Но кот принадлежал Карли. Этого было достаточно, чтобы он позволил этому зверю исцарапать ему руки и чуть не свалился с проклятого дерева, развеселив своих помощников ничуть не хуже, чем знаменитый комик Монти Питона.

Часы, проведенные рядом с Карли, заставили Мэтта вспомнить ту ночь двенадцатилетней давности, когда кудрявая девочка-подросток, которую он всю жизнь считал кем-то вроде четвертой сестры, вдруг превратилась в женщину. Красивую женщину с огромными голубыми глазами, которые смотрели на него с обожанием, с нежными губами, дрожащими под его взглядом, и стройным гибким телом, которое при каждом повороте прижималось к нему теснее, чем собственное белье. Черт побери, он оказал ей услугу, согласившись пойти с ней на выпускной бал, и, как всякое доброе дело, оно не осталось безнаказанным.

Впрочем, винить ее в случившемся не приходилось. Карли было восемнадцать лет, но суровая бабка держала внучку в такой строгости, что у той даже ухажера не было. Мэтт несколько лет относился к ее откровенному обожанию и почитанию так же, как дерево относится к солнечному свету, и отвечал ей небрежной симпатией, временами переходившей в настоящую нежность.
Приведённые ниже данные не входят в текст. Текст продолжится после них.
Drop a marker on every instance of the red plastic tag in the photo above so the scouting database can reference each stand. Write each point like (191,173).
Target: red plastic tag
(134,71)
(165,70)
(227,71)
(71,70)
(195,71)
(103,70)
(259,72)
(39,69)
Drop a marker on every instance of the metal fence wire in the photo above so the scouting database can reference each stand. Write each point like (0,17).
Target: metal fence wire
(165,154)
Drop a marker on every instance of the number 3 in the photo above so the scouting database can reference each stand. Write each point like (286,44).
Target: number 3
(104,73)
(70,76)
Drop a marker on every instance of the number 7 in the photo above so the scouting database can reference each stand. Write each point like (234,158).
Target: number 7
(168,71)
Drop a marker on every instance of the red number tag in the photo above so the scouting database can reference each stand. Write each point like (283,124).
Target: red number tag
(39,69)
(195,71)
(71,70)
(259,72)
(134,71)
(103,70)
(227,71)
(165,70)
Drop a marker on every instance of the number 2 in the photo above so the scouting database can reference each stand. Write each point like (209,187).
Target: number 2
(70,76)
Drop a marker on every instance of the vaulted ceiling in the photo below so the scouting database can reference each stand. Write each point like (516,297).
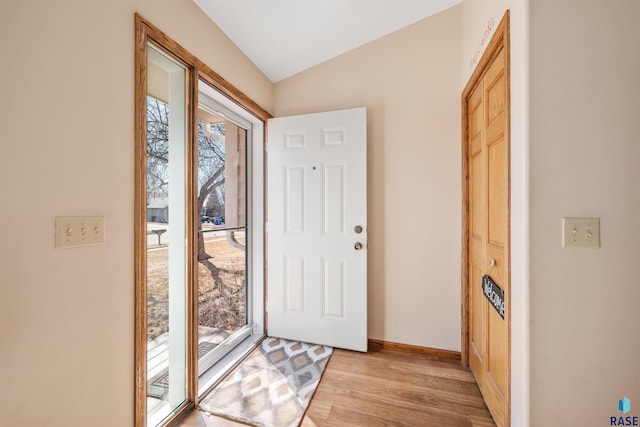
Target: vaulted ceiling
(284,37)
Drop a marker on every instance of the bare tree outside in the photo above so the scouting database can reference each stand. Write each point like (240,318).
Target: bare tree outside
(221,267)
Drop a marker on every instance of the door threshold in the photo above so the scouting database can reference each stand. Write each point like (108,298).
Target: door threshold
(211,377)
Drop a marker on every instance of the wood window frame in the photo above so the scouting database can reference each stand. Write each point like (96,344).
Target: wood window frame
(145,34)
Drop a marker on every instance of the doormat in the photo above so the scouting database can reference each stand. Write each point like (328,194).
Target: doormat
(273,386)
(159,384)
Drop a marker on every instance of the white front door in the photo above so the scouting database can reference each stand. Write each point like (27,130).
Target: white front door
(317,228)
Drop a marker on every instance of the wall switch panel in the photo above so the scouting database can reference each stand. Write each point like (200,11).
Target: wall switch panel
(73,231)
(583,232)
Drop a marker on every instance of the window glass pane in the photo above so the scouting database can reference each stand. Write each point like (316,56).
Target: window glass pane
(166,234)
(222,237)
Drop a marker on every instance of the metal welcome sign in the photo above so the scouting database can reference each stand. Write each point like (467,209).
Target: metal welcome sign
(494,294)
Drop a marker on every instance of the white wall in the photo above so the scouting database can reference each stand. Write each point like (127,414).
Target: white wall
(585,149)
(479,20)
(408,81)
(67,148)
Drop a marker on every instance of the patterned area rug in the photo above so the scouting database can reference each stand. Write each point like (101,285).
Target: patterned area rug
(273,386)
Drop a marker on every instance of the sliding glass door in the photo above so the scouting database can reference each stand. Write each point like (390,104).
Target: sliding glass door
(199,227)
(166,227)
(224,314)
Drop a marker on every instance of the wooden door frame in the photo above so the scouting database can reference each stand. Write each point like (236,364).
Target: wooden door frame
(499,41)
(145,34)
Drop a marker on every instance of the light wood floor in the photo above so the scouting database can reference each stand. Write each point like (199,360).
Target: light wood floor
(387,388)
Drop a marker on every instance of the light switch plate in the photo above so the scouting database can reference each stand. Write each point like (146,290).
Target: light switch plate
(74,231)
(584,232)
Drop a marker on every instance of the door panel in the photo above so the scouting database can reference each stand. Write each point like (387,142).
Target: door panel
(487,107)
(317,196)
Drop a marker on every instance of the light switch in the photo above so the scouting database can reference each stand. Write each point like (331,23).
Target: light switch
(583,232)
(73,231)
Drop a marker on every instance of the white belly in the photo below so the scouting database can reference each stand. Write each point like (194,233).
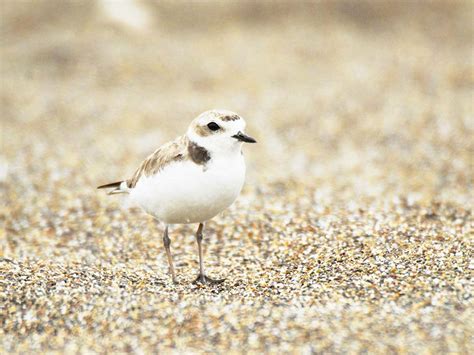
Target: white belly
(184,192)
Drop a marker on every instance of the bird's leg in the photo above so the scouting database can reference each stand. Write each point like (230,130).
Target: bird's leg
(202,278)
(166,243)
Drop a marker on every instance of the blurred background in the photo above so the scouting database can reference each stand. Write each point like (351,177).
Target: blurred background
(363,112)
(369,97)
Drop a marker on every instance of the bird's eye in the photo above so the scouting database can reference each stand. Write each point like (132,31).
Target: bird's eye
(213,126)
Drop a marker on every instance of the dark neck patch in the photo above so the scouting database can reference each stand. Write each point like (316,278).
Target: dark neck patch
(198,154)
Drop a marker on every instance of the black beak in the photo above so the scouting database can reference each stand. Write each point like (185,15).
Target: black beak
(244,138)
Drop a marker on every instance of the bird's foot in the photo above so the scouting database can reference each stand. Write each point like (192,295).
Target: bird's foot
(206,280)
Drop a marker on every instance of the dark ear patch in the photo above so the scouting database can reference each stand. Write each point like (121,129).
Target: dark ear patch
(198,154)
(230,118)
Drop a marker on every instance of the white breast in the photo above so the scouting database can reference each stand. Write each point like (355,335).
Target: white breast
(185,192)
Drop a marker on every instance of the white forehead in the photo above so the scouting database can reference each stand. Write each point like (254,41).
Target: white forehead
(223,117)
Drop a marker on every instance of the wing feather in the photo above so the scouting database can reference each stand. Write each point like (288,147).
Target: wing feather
(170,152)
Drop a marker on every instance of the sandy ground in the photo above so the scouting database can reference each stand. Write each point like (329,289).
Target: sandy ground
(354,230)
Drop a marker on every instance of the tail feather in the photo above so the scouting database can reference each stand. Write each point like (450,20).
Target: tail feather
(120,187)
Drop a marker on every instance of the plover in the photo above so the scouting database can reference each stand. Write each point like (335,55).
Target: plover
(191,179)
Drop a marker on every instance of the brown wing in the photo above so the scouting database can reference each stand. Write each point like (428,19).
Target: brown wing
(166,154)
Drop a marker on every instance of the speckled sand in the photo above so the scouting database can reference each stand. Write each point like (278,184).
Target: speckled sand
(353,233)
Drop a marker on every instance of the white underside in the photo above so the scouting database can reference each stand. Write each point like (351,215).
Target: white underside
(185,192)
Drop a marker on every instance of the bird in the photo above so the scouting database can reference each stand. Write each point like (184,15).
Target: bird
(191,179)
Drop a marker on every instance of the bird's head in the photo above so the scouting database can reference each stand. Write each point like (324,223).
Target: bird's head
(219,131)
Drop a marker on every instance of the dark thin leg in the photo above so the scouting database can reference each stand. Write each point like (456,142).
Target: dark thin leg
(202,278)
(166,243)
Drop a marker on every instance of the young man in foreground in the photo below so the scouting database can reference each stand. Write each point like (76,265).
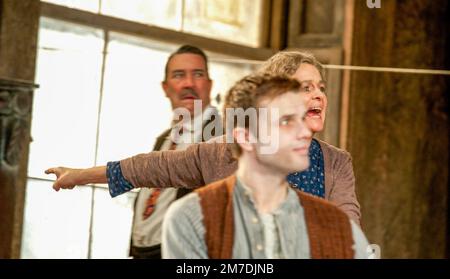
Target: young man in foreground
(254,213)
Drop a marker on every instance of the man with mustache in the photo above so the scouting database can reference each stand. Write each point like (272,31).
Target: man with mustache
(186,82)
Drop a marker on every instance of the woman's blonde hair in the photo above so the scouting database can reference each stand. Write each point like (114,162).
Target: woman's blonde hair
(287,62)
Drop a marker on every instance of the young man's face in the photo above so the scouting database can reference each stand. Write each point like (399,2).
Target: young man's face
(313,89)
(187,80)
(294,137)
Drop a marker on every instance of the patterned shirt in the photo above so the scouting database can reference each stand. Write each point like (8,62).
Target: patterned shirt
(310,181)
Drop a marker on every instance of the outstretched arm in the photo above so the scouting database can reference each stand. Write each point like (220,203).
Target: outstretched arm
(67,178)
(198,165)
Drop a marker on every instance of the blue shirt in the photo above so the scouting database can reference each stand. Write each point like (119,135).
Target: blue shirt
(310,181)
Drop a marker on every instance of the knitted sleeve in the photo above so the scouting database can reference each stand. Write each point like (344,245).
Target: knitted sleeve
(183,231)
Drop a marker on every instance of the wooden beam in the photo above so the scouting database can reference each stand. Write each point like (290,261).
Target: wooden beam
(152,32)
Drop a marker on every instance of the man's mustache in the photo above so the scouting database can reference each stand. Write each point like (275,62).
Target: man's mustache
(189,92)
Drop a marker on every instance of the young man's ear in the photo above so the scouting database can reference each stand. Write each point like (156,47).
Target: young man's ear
(164,87)
(244,138)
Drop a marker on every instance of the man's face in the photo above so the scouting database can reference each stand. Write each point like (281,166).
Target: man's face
(313,89)
(187,80)
(293,135)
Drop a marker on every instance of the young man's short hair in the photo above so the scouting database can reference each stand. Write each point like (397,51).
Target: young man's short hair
(287,63)
(249,92)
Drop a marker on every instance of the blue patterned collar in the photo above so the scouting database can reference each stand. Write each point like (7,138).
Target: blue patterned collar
(311,180)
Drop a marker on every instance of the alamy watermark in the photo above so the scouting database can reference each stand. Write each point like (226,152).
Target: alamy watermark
(373,4)
(262,122)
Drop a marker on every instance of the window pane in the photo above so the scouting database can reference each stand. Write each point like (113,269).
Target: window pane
(165,13)
(236,21)
(56,224)
(111,231)
(65,107)
(134,108)
(87,5)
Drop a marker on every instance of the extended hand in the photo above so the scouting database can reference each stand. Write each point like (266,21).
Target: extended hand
(66,178)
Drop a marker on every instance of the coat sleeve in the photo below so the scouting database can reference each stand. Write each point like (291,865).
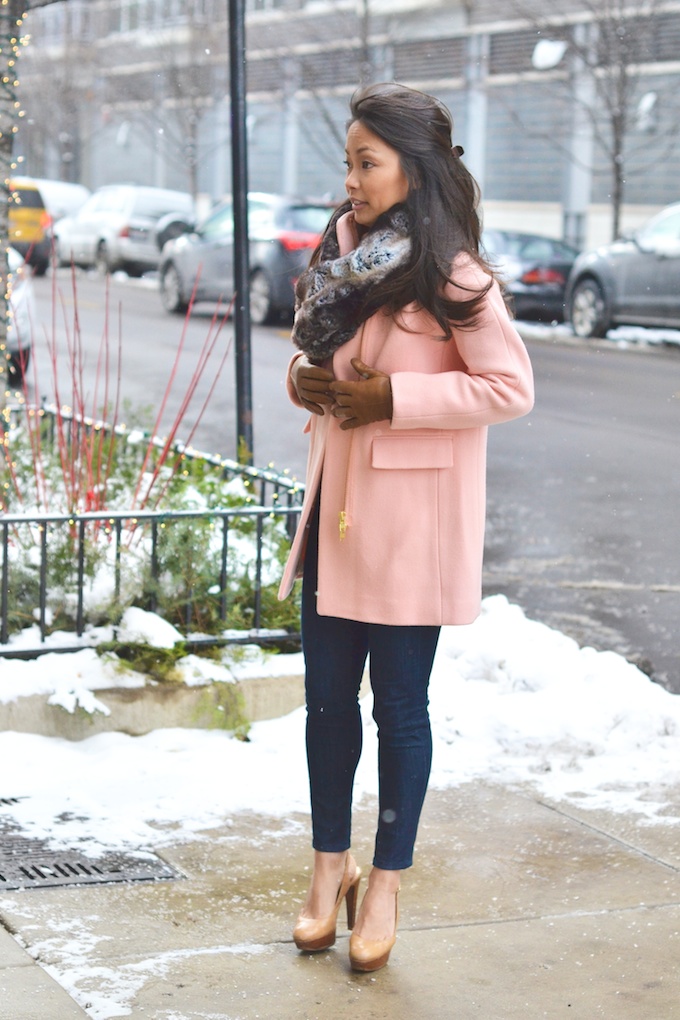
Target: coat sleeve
(494,385)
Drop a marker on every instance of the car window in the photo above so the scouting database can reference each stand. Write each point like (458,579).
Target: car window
(664,227)
(154,206)
(260,217)
(111,200)
(30,198)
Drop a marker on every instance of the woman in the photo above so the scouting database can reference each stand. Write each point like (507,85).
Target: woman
(407,354)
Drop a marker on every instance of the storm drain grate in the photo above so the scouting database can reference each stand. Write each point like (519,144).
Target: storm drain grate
(29,863)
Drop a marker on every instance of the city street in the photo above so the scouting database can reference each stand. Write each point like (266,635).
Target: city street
(584,494)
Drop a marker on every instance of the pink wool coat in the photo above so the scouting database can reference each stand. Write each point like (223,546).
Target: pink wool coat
(412,491)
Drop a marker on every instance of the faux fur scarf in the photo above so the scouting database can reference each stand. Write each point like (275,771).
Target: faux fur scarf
(329,295)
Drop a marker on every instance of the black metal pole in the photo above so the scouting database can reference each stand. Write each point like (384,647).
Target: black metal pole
(242,321)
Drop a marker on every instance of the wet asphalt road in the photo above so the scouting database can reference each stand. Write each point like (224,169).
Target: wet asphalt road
(583,494)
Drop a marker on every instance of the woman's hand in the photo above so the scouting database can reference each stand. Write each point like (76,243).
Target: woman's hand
(312,385)
(365,401)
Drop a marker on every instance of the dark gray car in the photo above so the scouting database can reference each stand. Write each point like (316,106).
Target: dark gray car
(283,233)
(632,282)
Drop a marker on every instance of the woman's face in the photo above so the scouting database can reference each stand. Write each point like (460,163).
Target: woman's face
(374,179)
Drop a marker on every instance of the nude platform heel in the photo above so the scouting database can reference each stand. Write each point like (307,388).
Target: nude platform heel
(311,933)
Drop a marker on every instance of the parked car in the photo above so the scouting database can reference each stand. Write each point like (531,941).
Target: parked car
(30,224)
(632,282)
(534,270)
(21,318)
(283,233)
(115,227)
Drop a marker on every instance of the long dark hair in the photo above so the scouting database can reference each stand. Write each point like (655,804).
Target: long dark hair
(441,204)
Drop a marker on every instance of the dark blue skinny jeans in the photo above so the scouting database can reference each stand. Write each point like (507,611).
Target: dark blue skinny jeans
(401,662)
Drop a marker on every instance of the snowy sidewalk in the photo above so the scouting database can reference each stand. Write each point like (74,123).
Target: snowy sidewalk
(546,879)
(515,908)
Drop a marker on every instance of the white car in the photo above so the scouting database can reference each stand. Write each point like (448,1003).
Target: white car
(21,317)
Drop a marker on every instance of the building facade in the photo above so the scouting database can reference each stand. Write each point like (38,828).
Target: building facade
(560,117)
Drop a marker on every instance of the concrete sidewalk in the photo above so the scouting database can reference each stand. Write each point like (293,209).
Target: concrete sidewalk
(515,908)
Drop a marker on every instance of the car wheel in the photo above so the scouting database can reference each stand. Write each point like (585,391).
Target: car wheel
(587,309)
(171,294)
(262,310)
(102,258)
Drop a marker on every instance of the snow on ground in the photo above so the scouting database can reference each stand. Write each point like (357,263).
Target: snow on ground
(512,701)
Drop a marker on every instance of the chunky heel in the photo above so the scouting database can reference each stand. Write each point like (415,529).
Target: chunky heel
(351,899)
(311,934)
(367,955)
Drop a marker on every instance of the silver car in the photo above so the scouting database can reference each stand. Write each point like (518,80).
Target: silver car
(115,228)
(632,282)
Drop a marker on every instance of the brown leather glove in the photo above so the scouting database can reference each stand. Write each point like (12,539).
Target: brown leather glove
(367,400)
(312,385)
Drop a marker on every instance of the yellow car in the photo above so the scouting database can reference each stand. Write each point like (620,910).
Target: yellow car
(30,225)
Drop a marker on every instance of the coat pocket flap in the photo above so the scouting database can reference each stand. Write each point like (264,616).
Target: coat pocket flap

Многие жители городка смотрели на него с опаской, но только не Карли. Она считала его героем, и Мэтт знал это. Он был тронут и старался стать лучше, чем был на самом деле. Когда он увидел, что Карли плачет из-за отсутствия кавалера на выпускном балу, ему было легко осчастливить бедняжку.

Но она удивила его. В тот вечер гадкий утенок превратился в лебедя. Когда Карли в нарядном платье и с новой прической появилась на крыльце и поздоровалась с ним, он не поверил своим глазам. Конечно, он тут же справился с собой, танцевал с ней в спортзале, разукрашенном по случаю выпускного бала, давал возможность похвалиться своим кавалером перед другими девчонками и тщательно оберегал от пунша, приправленного ромом, хотя сам отведал его изрядно. Мэтт не мог сказать, в какой момент его потянуло к ней, но к окончанию бала его намерение отвезти Карли прямо домой поколебалось.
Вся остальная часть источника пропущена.